Kusuhara Hiroyuki, Takashima Tadayuki, Fujii Hisako, Takashima Tsutomu, Tanaka Masaaki, Ishii Akira, Tazawa Shusaku, Takahashi Kazuhiro, Takahashi Kayo, Tokai Hidekichi, Yano Tsuneo, Kataoka Makoto, Inano Akihiro, Yoshida Suguru, Hosoya Takamitsu, Sugiyama Yuichi, Yamashita Shinji, Hojo Taisuke, Watanabe Yasuyoshi
Graduate School of Pharmaceutical Sciences, The University of Tokyo, 7-3-1 Hongo, Bunkyo-ku, Tokyo 113-0033, Japan.

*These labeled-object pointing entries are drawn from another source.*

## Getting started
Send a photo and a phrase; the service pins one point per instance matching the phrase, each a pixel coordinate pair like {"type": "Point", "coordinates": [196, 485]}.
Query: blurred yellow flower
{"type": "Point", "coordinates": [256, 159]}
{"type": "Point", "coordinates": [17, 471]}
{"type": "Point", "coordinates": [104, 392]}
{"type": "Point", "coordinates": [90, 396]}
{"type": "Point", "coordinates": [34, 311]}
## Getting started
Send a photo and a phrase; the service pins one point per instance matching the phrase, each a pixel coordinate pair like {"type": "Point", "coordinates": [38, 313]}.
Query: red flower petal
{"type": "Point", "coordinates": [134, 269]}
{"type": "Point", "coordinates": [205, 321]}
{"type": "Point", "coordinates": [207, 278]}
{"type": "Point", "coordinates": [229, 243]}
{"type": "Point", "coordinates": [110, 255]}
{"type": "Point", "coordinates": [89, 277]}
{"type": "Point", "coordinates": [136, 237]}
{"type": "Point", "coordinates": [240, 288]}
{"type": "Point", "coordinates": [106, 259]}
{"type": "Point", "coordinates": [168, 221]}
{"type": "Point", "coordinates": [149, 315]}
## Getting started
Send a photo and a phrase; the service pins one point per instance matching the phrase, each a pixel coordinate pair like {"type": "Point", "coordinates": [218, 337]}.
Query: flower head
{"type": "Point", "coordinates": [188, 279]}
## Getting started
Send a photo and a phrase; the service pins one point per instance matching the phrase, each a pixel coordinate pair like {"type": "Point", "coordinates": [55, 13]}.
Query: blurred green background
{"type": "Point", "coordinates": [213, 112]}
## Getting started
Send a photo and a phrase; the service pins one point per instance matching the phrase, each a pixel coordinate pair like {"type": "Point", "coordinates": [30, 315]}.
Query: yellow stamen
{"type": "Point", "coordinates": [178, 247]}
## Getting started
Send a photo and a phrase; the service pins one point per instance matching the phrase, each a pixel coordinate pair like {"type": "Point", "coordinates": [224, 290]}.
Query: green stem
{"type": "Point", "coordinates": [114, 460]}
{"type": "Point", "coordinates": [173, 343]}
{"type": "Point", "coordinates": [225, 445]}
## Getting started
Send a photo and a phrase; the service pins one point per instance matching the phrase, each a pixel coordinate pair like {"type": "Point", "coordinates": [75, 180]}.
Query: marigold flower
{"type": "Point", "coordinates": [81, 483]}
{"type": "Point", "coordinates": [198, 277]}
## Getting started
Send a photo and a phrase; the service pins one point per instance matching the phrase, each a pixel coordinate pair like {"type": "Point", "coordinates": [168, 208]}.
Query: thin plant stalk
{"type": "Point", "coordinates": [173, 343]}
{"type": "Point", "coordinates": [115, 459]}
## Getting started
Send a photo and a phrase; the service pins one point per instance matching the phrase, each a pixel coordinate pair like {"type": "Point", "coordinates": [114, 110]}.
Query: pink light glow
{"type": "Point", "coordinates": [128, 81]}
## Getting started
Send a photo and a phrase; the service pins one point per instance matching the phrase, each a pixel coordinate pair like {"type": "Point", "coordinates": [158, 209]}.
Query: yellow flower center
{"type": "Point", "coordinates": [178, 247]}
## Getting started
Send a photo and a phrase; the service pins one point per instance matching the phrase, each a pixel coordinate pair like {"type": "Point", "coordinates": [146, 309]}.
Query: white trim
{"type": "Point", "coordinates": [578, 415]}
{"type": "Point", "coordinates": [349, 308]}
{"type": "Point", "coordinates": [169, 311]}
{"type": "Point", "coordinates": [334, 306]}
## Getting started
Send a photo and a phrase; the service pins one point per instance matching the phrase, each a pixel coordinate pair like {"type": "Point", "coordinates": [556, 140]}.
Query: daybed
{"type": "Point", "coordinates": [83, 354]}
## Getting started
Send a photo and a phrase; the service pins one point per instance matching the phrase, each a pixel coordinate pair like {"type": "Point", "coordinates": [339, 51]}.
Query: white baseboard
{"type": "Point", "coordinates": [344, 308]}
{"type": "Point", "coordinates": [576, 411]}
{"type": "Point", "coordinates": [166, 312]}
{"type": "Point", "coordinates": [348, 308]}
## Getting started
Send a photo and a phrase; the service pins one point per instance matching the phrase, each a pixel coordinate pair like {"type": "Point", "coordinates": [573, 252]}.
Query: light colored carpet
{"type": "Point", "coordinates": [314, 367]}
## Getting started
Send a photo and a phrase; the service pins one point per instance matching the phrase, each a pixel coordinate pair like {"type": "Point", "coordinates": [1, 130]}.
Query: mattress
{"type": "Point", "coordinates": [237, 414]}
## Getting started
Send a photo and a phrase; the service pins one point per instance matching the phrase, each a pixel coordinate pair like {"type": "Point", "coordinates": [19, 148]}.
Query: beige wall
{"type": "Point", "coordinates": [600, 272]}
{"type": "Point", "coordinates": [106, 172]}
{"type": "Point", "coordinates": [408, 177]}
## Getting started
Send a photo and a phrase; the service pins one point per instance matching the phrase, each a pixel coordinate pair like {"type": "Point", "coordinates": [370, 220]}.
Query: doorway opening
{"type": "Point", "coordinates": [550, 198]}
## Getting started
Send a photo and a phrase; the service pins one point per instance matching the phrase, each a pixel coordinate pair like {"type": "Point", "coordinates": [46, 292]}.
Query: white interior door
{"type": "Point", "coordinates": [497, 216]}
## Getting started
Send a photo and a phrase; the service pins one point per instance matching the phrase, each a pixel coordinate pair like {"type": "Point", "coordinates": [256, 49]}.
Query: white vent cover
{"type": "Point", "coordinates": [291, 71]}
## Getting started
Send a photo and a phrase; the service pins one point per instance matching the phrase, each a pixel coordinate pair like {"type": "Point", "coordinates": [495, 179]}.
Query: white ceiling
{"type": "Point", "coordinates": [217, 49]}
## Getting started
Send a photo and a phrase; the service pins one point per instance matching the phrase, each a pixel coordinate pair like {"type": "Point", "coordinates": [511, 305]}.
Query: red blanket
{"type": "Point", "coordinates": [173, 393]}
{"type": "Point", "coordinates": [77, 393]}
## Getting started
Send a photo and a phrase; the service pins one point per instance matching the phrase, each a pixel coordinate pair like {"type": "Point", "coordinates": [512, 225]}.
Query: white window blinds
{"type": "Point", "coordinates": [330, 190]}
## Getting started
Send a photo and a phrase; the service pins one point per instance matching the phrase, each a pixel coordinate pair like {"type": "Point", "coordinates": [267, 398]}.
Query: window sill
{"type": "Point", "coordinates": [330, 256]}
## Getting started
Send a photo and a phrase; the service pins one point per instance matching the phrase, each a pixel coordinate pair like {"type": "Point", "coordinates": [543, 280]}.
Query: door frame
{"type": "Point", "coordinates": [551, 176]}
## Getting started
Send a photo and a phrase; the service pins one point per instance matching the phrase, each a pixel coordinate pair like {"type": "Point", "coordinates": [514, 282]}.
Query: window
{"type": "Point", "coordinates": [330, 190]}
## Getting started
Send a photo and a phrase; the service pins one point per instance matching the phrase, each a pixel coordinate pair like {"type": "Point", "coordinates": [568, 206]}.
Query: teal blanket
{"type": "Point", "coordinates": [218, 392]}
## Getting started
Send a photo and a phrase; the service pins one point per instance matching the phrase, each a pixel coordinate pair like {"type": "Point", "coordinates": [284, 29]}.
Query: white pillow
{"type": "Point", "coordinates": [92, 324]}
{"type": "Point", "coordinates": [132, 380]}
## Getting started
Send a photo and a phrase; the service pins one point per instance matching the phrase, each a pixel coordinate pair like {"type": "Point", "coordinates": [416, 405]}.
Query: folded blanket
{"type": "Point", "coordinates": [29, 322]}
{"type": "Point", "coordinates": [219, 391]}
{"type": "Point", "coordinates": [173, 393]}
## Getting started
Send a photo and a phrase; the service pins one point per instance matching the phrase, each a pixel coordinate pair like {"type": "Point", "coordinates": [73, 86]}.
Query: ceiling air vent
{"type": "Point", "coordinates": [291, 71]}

RIKEN Center for Molecular Imaging Science, 6-7-3 Minatojima Minamimachi, Chuo-ku, Kobe, Hyogo 650-0047, Japan; Osaka City University Graduate School of Medicine, 1-4-3 Asahimachi, Abeno-ku, Osaka 545-8585, Japan.

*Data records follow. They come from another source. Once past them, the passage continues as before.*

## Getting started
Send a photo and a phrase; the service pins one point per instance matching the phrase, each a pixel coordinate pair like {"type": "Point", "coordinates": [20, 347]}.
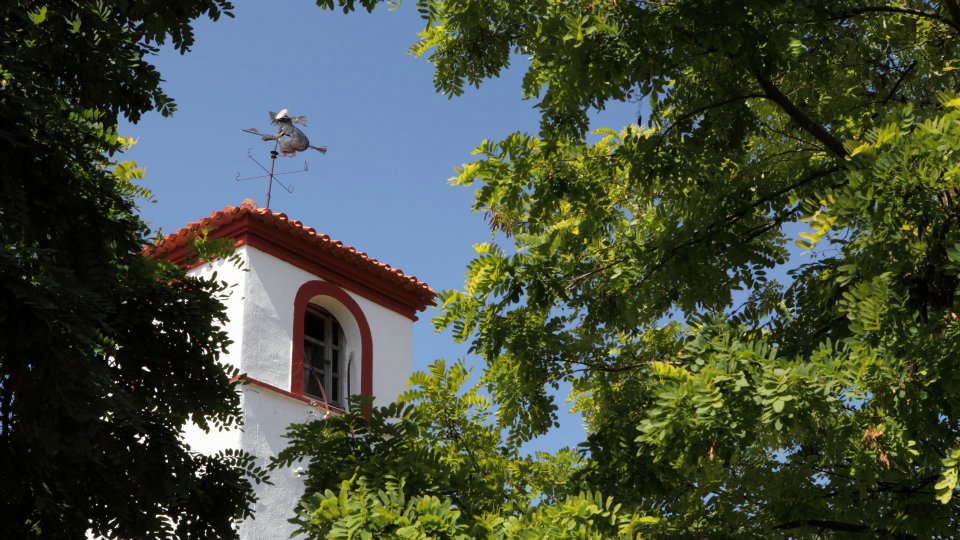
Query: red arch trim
{"type": "Point", "coordinates": [312, 289]}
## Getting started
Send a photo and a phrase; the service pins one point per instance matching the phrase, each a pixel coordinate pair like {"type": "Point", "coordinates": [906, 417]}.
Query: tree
{"type": "Point", "coordinates": [104, 354]}
{"type": "Point", "coordinates": [754, 293]}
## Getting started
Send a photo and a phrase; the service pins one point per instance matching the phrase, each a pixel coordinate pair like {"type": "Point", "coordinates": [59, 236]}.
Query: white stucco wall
{"type": "Point", "coordinates": [260, 307]}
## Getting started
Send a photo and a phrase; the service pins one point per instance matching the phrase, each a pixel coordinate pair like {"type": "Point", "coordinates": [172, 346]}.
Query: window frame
{"type": "Point", "coordinates": [335, 300]}
{"type": "Point", "coordinates": [333, 344]}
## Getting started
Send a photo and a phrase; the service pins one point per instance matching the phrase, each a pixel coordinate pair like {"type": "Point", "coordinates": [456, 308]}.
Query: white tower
{"type": "Point", "coordinates": [312, 321]}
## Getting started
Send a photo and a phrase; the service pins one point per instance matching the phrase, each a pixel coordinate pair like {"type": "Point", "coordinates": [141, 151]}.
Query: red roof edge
{"type": "Point", "coordinates": [302, 246]}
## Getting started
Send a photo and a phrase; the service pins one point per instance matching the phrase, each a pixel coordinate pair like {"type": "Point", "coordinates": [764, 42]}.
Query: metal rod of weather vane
{"type": "Point", "coordinates": [273, 162]}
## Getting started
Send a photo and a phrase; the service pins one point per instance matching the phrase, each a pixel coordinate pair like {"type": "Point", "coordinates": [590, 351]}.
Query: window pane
{"type": "Point", "coordinates": [313, 355]}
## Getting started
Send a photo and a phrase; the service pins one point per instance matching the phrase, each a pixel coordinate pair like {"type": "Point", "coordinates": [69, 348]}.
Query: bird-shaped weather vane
{"type": "Point", "coordinates": [289, 140]}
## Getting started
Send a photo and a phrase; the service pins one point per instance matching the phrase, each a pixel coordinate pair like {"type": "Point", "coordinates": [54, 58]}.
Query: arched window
{"type": "Point", "coordinates": [323, 357]}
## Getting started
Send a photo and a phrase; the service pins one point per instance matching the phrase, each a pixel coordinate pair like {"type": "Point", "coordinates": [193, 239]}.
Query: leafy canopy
{"type": "Point", "coordinates": [105, 355]}
{"type": "Point", "coordinates": [731, 385]}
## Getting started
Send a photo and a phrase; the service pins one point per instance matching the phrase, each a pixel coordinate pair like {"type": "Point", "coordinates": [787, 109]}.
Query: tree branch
{"type": "Point", "coordinates": [841, 526]}
{"type": "Point", "coordinates": [773, 93]}
{"type": "Point", "coordinates": [951, 7]}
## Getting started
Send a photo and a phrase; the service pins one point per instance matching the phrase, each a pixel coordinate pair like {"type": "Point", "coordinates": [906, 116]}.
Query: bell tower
{"type": "Point", "coordinates": [312, 321]}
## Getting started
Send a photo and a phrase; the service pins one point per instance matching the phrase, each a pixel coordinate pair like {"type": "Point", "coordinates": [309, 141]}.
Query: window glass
{"type": "Point", "coordinates": [322, 360]}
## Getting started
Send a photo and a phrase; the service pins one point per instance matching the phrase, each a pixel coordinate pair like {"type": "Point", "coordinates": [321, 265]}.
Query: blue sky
{"type": "Point", "coordinates": [393, 142]}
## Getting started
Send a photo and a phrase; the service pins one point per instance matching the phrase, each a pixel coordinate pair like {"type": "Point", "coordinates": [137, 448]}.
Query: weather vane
{"type": "Point", "coordinates": [289, 140]}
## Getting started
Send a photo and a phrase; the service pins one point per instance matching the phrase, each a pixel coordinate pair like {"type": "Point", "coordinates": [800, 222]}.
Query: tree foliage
{"type": "Point", "coordinates": [104, 354]}
{"type": "Point", "coordinates": [754, 291]}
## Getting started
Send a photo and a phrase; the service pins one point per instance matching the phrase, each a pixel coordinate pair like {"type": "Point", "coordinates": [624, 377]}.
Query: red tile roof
{"type": "Point", "coordinates": [173, 246]}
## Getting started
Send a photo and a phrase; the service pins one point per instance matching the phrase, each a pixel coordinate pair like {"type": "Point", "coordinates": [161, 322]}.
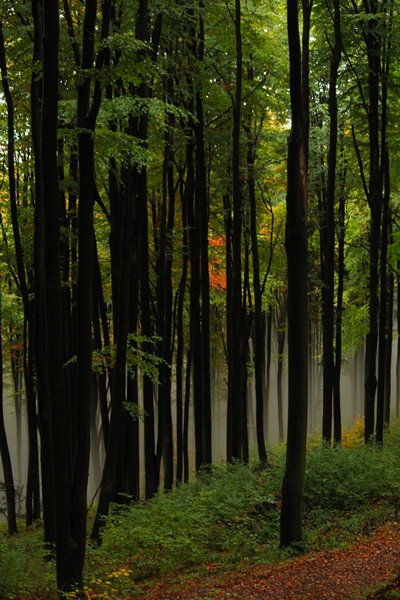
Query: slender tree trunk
{"type": "Point", "coordinates": [5, 452]}
{"type": "Point", "coordinates": [296, 249]}
{"type": "Point", "coordinates": [329, 262]}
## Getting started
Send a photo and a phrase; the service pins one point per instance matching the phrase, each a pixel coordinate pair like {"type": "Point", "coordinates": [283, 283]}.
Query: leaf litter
{"type": "Point", "coordinates": [354, 572]}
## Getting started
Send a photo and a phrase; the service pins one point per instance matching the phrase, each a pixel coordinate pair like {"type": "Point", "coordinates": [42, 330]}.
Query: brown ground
{"type": "Point", "coordinates": [343, 574]}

Drug Metab Pharmacokinet. 2017 Dec;32(6):293-300. doi: 10.1016/j.dmpk.2017.09.003. Epub 2017 Sep 21.
The aim of the present study is to investigate the pharmacokinetics of our newly developed aromatase inhibitors (cetrozole and TMD-322) in healthy subjects by a cassette microdose strategy. A cocktail of cetrozole and TMD-322 was administered intravenously or orally (1.98 μg for each drug) to six healthy volunteers in a crossover fashion. Anastrozole (1.98 μg) was also included in the oral cocktail. Total body clearance and bioavailability were 12.1 ± 7.1 mL/min/kg and 34.9 ± 32.3% for cetrozole, and 16.8 ± 3.5 mL/min/kg and 18.4 ± 12.2% for TMD-322, respectively. The area under the plasma concentration-time curves of cetrozole and TMD-322 after oral administration was markedly lower than that of anastrozole because of their high hepatic clearance. Two subjects out of six exhibited 4- and 17-fold larger exposure of cetrozole than the others following intravenous and oral administration, respectively. Such variation was not observed for TMD-322 and anastrozole. Extensive metabolism of cetrozole and TMD-322 was observed in the CYP2C19 expression system among the test CYP isoforms (CYP1A2, CYP2C9, CYP2C19, CYP2D6, and CYP3A4). We report the first clinical investigation of our aromatase inhibitors by a cassette microdose strategy in healthy Japanese subjects. This strategy offers an optional approach for candidate selection as a phase zero study in drug development.
本研究的目的是通过盒式微剂量策略,在健康受试者中研究我们新开发的芳香化酶抑制剂(西曲唑和TMD - 322)的药代动力学。将西曲唑和TMD - 322的混合物(每种药物1.98μg)以交叉方式静脉内或口服给予6名健康志愿者。口服混合物中还包括阿那曲唑(1.98μg)。西曲唑的总体清除率和生物利用度分别为12.1±7.1 mL/min/kg和34.9±32.3%,TMD - 322分别为16.8±3.5 mL/min/kg和18.4±12.2%。由于其高肝清除率,口服给药后西曲唑和TMD - 322的血浆浓度 - 时间曲线下面积明显低于阿那曲唑。6名受试者中有2名在静脉内和口服给药后,西曲唑的暴露量分别比其他受试者大4倍和17倍。TMD - 322和阿那曲唑未观察到这种差异。在测试的CYP同工酶(CYP1A2、CYP2C9、CYP2C19、CYP2D6和CYP3A4)中,CYP2C19表达系统中观察到西曲唑和TMD - 322的广泛代谢。我们报告了首次在健康日本受试者中通过盒式微剂量策略对我们的芳香化酶抑制剂进行的临床研究。该策略为药物开发中的零期研究提供了一种可选的候选药物筛选方法。